Kitchen Scale Method For Accuracy
If you cook at home, do one quick session to create your personal numbers:
- Weigh a batch of cut veggies before battering.
- Fry as you like, drain on a rack, then weigh the finished tempura.
- Divide plate calories by finished weight to get your own kcal per gram. Expect a number near 2.0–2.6 kcal/g for veggie tempura.
- Save that rate for later logs. It will be close any time you use the same batter and pot.

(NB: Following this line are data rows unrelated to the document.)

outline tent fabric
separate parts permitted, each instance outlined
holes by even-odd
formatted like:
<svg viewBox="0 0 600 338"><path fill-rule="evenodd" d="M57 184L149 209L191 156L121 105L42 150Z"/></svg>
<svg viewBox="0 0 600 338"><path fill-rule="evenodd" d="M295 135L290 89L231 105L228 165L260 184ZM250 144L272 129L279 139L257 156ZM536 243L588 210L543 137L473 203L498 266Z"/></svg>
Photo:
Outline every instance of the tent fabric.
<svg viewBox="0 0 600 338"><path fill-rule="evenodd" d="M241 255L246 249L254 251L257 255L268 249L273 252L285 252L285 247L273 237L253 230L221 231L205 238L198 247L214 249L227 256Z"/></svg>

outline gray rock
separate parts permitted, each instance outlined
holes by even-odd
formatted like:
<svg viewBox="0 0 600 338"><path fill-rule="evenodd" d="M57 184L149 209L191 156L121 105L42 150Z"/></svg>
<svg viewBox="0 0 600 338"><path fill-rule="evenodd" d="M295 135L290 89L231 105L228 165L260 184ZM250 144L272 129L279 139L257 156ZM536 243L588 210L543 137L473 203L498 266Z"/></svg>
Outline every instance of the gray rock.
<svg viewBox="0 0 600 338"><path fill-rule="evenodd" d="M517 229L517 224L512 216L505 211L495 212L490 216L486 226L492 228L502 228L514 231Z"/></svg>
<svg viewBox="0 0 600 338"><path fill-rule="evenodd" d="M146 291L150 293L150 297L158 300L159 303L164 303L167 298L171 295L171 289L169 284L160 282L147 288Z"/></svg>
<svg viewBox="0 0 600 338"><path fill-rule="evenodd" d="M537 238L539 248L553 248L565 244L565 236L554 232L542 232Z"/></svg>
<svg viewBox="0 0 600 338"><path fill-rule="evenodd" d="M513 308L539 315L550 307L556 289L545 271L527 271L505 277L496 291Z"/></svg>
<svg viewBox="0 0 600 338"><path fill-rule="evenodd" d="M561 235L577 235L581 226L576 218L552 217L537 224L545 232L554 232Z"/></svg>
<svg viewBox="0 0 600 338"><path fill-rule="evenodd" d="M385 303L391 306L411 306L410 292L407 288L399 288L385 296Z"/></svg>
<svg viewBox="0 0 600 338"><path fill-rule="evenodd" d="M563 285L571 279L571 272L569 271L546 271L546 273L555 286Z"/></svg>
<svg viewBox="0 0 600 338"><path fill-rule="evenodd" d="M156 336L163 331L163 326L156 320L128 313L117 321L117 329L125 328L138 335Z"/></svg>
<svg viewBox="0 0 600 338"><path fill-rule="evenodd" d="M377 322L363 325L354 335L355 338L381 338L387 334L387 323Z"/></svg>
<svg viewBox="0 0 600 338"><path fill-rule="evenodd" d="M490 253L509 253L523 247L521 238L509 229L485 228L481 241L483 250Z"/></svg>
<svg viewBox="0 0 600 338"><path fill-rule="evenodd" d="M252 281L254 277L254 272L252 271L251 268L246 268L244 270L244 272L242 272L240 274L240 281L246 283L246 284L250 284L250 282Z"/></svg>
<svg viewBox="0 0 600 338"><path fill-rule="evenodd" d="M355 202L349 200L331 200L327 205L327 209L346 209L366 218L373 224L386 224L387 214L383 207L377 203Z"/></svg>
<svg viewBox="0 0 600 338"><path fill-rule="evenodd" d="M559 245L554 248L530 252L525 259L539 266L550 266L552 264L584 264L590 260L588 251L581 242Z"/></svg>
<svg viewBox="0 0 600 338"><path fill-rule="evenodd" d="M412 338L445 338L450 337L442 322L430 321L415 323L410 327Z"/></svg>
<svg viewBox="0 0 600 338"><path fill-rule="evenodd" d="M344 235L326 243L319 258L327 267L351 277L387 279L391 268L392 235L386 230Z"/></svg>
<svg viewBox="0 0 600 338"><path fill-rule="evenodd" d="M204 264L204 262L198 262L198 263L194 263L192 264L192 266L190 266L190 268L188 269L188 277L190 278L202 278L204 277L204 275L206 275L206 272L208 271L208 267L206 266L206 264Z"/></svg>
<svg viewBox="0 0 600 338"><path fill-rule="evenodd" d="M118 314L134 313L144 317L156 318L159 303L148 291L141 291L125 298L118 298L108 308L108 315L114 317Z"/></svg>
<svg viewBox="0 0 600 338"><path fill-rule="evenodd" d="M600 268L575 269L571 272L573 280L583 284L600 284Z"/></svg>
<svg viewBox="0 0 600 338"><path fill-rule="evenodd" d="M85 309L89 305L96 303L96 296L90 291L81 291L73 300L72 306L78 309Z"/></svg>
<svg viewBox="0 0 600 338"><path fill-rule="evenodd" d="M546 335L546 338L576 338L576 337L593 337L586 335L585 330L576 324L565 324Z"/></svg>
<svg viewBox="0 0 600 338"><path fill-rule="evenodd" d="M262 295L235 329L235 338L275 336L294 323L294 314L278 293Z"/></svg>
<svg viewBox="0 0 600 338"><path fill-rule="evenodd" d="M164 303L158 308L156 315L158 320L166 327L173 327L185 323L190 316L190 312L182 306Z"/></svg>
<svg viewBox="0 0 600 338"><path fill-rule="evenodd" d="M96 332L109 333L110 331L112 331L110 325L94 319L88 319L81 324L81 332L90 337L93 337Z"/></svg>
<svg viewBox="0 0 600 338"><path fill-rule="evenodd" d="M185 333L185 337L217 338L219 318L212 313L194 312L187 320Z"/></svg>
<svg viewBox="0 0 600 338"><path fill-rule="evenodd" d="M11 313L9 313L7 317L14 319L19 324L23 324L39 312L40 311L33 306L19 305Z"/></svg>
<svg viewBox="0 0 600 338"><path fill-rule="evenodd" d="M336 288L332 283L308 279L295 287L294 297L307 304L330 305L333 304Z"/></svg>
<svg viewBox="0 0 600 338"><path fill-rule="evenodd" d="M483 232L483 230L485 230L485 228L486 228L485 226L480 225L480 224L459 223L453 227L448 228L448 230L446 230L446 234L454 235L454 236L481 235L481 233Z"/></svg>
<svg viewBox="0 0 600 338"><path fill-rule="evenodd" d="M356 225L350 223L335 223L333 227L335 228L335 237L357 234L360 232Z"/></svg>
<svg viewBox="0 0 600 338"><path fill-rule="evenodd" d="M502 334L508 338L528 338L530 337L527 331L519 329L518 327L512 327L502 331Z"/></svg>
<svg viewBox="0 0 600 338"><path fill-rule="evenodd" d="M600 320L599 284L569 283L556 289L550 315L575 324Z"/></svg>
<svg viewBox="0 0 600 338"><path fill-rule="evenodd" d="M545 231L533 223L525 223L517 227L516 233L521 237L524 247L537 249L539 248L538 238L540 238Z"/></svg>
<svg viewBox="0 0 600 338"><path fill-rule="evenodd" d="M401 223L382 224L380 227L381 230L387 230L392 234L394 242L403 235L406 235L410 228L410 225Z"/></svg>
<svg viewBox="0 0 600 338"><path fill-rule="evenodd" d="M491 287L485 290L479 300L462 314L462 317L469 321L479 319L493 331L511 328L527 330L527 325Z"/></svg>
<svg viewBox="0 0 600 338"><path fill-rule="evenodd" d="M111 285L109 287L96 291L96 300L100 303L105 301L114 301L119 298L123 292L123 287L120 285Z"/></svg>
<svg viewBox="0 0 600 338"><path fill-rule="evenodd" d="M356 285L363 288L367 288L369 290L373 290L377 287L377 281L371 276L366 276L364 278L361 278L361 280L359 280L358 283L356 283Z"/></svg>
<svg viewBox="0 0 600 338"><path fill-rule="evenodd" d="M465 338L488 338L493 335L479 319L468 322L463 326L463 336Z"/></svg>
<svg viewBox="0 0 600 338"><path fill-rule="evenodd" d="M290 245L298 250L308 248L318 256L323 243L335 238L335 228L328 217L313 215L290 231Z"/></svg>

Why The USDA-Based Number Looks Lower Than A Big Restaurant Platter
Databases often list a cup or a single fritter, not the party-size basket. The 147 kcal per 63 g cup is a modest scoop. A full appetizer can weigh three or four times as much. That’s why the per-gram rate is so handy—you can scale to any plate quickly.
Quick Recap
- Per cup (63 g): ~147 kcal.
- Per 100 g: ~230 kcal.
- Per piece: ~60–105 kcal, depending on size and batter.
- Small plate (5–6 pieces): ~300–575 kcal for mixed vegetables.
That’s the crunch-to-calorie story in a nutshell. With a sense of weights and a reliable per-gram rate, you can hit your target without giving up the fun of a hot, shatter-crisp plate.